Cole put up a post recently asking why the open education movement had become so reactive:
Just a couple of years ago we were all trying so hard to get people to accept the idea that open access to learning was a great thing. Hell, some of the best conversations I’ve ever had in this field have centered around the ideals of openness, but now that the MOOC thing has happened the same people who built rallying calls for more open access to learning are now rejecting this movement. Why? Because it is driven by corporations trying to make money? Because it isn’t really open? Because the press isn’t giving a few people the credit they believe they deserve? Because these aren’t really courses? Ok … that sounds like the same stuff we’ve always dealt with.
I respect Cole quite a bit, so I wanted to take some time to respond thoughtfully.
It’s really the openness issue, full stop. And I suppose the reason I feel the openness issue somewhat keenly is that for me open was never about the cult of open. It was about the brilliant idea that if our institutions worked together instead of against one another we could both increase the positive social impact of our universities as well as take control of our destinies. Open was profoundly empowering.
It’s actually not the MOOC companies that end up irking me I think. It’s the partners. And the thing that gets me is that the partners could choose to use this moment to profoundly empower the education system as a whole — community colleges, less prestigious four-years, heck, maybe even help the for-profits create a better experience for their students.
But by and large institutions have chosen to work with companies that, as far as I can see, are on a path to disempower us, leaving us as the fry-cooks of the freeze-dried meals we’re about to ship America. I think you’re familiar enough with my thinking to know why I think the ultimate result of this, if followed to its logical conclusion, is a profoundly bifurcated education system, something akin to the GED policy disaster this country still has not recovered from.
Maybe we disgree on that. All well and good — but I’d just add that I don’t see myself as pushing back, but as pushing forward. What I want is not a world where edX or Coursera does not exist, but a world where institutions will make it a stipulation of working with edX that their material must be shared freely (or maybe just do the work of sharing it — it may not be an edX issue at all). That may be oppositional to MOOC platforms, but I think it is certainly pushing forward.
I’ll also say that my own efforts have been relentlessly forward looking. I co-created a Psychology MOOC that launched this week on Canvas Network — everything in that MOOC is under either CC-BY or CC-BY-NC. We’re not just talking about what the model is — we went and built it. We managed to do that as a bottom-of-heap state college with no additional resources or funding. With a professor who didn’t even get a stipend. And we convinced a College President that had just seen his state funding cut by 45% to give it away for free. The whole thing. We can export the course for you into IMS-CC, you can import and run your own class tomorrow with it.

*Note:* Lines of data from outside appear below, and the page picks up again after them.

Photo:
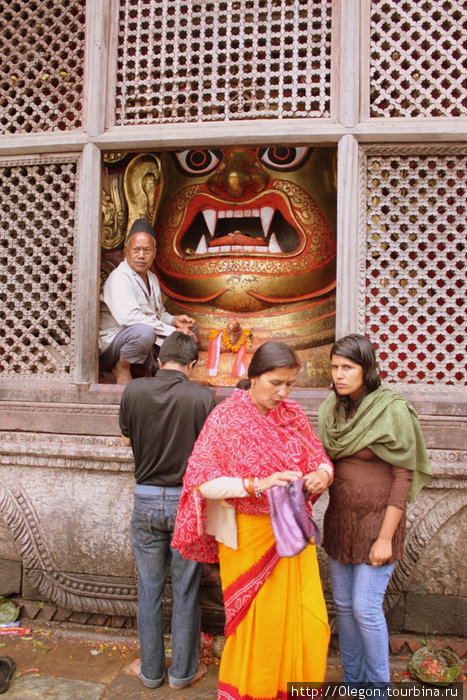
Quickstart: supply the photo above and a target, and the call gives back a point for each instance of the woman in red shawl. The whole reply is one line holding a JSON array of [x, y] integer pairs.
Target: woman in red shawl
[[276, 622]]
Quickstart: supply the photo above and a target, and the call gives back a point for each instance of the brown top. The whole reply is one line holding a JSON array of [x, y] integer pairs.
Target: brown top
[[363, 486]]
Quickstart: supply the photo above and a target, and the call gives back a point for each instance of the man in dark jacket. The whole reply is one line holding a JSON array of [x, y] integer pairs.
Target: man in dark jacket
[[161, 417]]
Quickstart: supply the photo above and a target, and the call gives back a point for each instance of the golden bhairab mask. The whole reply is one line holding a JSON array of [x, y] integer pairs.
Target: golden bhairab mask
[[245, 234], [239, 231]]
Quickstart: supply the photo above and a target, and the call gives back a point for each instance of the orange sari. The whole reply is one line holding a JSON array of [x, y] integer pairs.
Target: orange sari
[[283, 635]]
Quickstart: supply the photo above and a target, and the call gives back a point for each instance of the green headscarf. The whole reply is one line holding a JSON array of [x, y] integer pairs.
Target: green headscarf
[[384, 422]]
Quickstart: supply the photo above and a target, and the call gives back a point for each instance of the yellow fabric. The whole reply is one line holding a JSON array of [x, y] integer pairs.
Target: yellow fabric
[[284, 636]]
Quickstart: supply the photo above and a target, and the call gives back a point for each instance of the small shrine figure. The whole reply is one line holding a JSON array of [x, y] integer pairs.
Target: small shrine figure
[[233, 338]]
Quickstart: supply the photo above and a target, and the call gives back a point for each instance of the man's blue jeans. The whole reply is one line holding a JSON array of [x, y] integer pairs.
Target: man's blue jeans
[[152, 525], [358, 592]]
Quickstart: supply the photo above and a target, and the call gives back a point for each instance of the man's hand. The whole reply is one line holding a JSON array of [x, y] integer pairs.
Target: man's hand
[[183, 321], [184, 324]]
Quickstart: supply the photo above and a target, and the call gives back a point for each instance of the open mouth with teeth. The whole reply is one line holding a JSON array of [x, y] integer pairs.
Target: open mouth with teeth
[[249, 231]]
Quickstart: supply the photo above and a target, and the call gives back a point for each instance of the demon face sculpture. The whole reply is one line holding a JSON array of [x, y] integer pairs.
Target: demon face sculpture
[[244, 234]]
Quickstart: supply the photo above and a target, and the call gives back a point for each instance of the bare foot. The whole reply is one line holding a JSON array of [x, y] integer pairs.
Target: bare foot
[[201, 671], [121, 372]]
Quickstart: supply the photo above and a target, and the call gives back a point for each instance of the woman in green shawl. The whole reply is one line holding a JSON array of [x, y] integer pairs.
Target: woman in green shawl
[[374, 439]]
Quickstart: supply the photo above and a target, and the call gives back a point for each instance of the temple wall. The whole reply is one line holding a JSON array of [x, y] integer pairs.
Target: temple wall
[[66, 500], [378, 82]]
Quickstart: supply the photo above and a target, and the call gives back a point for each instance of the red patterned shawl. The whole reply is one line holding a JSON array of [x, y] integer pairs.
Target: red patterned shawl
[[237, 440]]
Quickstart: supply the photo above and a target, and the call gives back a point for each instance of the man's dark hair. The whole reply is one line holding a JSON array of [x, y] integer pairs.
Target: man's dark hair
[[179, 348]]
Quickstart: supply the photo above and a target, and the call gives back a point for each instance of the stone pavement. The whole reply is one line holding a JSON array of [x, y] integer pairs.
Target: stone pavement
[[72, 662]]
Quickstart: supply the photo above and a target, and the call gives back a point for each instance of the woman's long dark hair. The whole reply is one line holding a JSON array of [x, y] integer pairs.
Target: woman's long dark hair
[[269, 356], [358, 349]]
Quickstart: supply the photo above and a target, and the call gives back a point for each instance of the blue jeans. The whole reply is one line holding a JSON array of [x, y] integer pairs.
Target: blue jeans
[[358, 591], [151, 529]]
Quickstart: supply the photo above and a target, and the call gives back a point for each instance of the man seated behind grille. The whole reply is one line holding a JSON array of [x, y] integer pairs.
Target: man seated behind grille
[[133, 320]]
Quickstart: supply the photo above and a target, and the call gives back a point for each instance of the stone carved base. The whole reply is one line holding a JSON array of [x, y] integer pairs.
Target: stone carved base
[[66, 502]]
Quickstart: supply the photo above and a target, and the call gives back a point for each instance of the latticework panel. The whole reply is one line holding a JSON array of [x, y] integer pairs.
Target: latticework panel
[[418, 65], [188, 60], [42, 53], [37, 201], [415, 288]]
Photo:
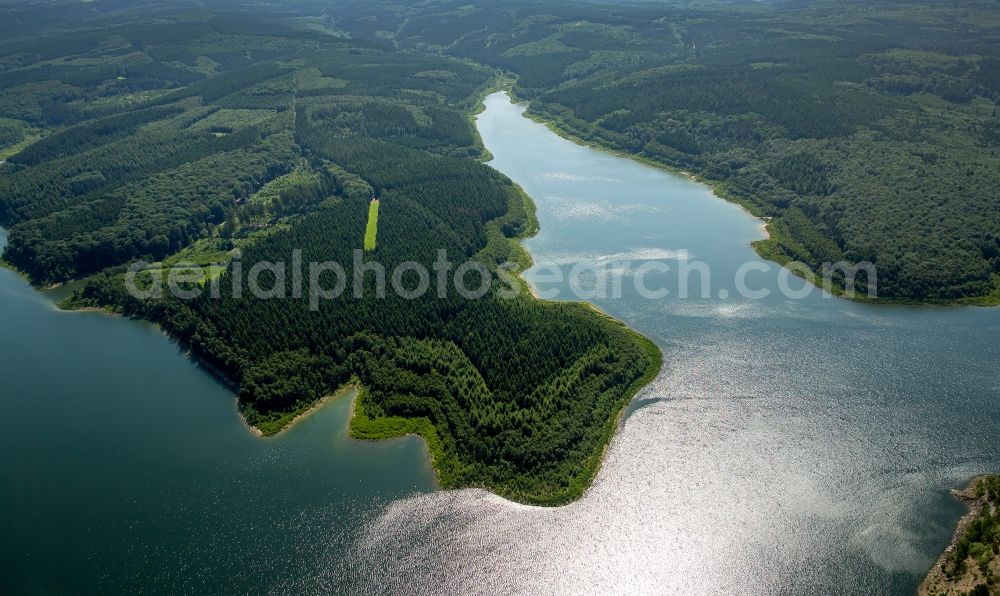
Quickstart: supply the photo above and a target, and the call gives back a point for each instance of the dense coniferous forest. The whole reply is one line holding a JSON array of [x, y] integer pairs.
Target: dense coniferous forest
[[865, 130], [214, 139], [216, 135]]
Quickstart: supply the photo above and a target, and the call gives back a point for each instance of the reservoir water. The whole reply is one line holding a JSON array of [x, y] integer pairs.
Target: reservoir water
[[127, 469], [789, 446]]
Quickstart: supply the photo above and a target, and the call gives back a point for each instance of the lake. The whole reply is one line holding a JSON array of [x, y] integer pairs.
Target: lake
[[127, 468], [789, 446]]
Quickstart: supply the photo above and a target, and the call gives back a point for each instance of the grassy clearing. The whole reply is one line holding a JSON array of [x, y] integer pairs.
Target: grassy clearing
[[371, 230]]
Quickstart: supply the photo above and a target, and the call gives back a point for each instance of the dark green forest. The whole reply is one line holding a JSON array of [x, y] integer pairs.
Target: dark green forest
[[216, 138], [865, 130], [219, 134]]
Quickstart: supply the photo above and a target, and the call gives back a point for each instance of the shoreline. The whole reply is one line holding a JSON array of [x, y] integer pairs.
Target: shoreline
[[579, 484], [766, 247], [302, 414], [937, 580]]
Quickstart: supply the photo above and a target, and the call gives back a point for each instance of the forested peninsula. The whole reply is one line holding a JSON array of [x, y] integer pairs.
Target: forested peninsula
[[861, 131], [217, 133], [212, 139], [971, 563]]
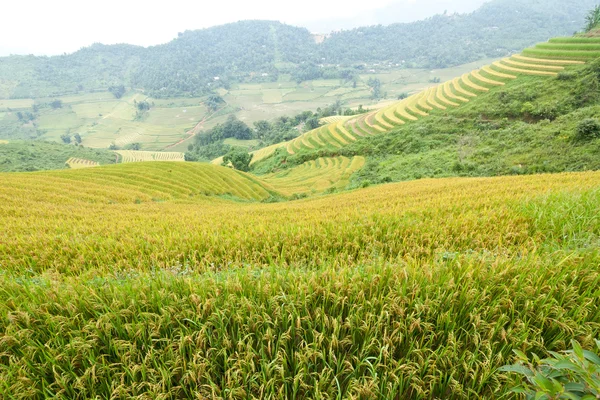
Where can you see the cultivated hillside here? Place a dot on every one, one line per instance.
(521, 114)
(248, 50)
(137, 281)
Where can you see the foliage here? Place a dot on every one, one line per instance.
(593, 19)
(574, 374)
(117, 91)
(245, 51)
(588, 128)
(139, 281)
(527, 126)
(18, 156)
(239, 159)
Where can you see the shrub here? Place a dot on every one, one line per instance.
(574, 374)
(588, 129)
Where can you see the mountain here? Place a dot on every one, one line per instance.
(404, 11)
(261, 50)
(536, 112)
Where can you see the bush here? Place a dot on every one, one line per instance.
(588, 129)
(574, 374)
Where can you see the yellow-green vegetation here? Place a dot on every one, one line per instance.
(315, 176)
(451, 94)
(127, 156)
(76, 163)
(139, 281)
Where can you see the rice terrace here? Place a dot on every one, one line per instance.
(409, 210)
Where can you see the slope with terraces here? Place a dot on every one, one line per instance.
(544, 60)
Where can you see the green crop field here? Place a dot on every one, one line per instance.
(102, 121)
(172, 280)
(451, 94)
(316, 176)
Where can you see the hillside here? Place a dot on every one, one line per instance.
(141, 281)
(246, 51)
(523, 114)
(20, 156)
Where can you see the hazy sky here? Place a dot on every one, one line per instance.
(54, 27)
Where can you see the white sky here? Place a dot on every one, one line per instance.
(53, 27)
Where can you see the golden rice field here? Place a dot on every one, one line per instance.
(128, 156)
(174, 280)
(545, 60)
(76, 163)
(315, 176)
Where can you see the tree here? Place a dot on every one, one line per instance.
(239, 158)
(588, 129)
(375, 85)
(593, 19)
(311, 123)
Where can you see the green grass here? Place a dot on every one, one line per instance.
(136, 281)
(247, 144)
(102, 120)
(15, 104)
(18, 156)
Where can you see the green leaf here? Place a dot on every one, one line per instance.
(571, 396)
(564, 364)
(517, 368)
(592, 357)
(577, 349)
(545, 383)
(575, 387)
(541, 396)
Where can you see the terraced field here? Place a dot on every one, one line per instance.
(128, 156)
(138, 281)
(134, 183)
(77, 163)
(315, 176)
(545, 60)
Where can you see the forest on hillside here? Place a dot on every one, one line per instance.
(198, 62)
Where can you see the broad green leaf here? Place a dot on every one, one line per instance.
(517, 368)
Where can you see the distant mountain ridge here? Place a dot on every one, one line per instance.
(262, 50)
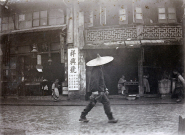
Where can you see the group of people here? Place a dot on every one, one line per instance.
(99, 90)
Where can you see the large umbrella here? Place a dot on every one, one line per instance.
(100, 60)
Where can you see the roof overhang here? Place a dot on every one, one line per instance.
(36, 29)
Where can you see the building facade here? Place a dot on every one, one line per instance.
(144, 37)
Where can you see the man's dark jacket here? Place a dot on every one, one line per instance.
(97, 80)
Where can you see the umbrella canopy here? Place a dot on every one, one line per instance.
(100, 60)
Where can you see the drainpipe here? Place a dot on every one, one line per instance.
(183, 35)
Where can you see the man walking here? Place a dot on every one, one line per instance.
(98, 89)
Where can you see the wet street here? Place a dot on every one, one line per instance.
(158, 119)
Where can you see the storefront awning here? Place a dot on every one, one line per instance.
(37, 29)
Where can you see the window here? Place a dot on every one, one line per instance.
(7, 23)
(169, 16)
(162, 15)
(0, 24)
(103, 16)
(138, 15)
(43, 18)
(56, 17)
(25, 21)
(123, 18)
(35, 19)
(89, 19)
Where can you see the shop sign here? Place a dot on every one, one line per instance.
(73, 82)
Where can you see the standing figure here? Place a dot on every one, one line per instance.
(98, 89)
(121, 85)
(146, 84)
(179, 87)
(55, 91)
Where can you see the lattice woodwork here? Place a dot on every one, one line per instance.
(165, 32)
(95, 36)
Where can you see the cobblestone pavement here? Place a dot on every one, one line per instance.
(159, 119)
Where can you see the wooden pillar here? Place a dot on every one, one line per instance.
(1, 55)
(140, 73)
(183, 33)
(61, 48)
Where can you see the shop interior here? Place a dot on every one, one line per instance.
(125, 63)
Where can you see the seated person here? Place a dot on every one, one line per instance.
(179, 87)
(121, 86)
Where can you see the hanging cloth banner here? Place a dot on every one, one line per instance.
(73, 82)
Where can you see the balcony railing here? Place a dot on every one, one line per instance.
(120, 34)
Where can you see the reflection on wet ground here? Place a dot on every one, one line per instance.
(159, 119)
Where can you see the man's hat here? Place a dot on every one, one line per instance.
(100, 60)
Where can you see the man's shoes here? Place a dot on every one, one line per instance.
(83, 119)
(113, 121)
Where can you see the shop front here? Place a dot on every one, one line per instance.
(125, 63)
(146, 60)
(32, 61)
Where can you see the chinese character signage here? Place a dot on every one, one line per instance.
(73, 82)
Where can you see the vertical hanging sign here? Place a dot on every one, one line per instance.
(73, 83)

Now if the Coursera and Udacity schools were producing THAT, it would change the world, almost overnight. You know this — it’s the power of open.
Surely if Keene State can build a Psych MOOC out of nothing and give it away for free we can expect better from the elite colleges than we’re getting? I know there are people in those institutions who get it. I worked with them at OCWC, I’ve met them at conferences. I’m good friends with many of them, and consider them intelligent allies.
If you know the round-about argument I have to make to get those institutions to embrace real change, I’ll make it. Until then, forward to me means plowing past them to other visions and pointing out the difference.